The 1937 season saw Ifwersen secure his first win as North Auckland coach when they defeated Thames Valley 23–9 at Mangaturoto on 23 September. They lost to Auckland at Dargaville 6-3 and later they had the honour of hosting South Africa for their final tour match of New Zealand. North Auckland put up a very good showing in poor conditions to only lose the match 14–6.

He was appointed sole selector of North Auckland once again in 1938 and also began coaching the Old Boys clubs senior side. He also coached the North Auckland side in their 12–11 loss to Auckland at Eden Park on 23 July, and again in their 13–10 win over Waikato in Whangarei.
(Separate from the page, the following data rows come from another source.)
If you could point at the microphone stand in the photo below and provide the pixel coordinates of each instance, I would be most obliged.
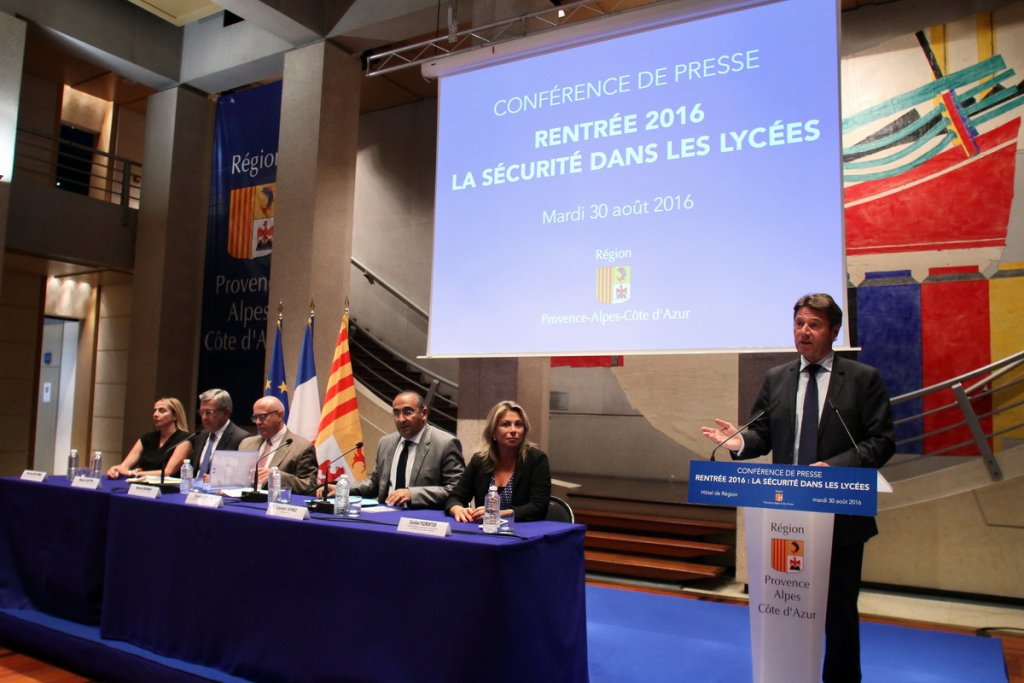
(839, 415)
(747, 424)
(322, 505)
(172, 487)
(257, 496)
He left the area at the end of 1938.

==Personal life==
Ifwersen married three times. His first wife was Olga Elizabeth Phillips (1901–1998), before separating and marrying Linda Lewis Flood Brookes (1904-). He had a daughter with Linda, Marie Jos'e Ifwersen (1928–1990), before separating from her and marrying Katherena Cecilia Imedla Anderson (1894–1954). Ifwersen died in Auckland on 19 May 1967 aged 74. He was buried at Purewa Cemetery, Meadowbank, Auckland, New Zealand.

==Legacy==
Ifwersen was inducted into the New Zealand Rugby League's Legends of League in 2000. He was the first New Zealander to represent New Zealand in rugby league before rugby union. This accomplishment would be unmatched until almost 90 years later by Sonny Bill Williams.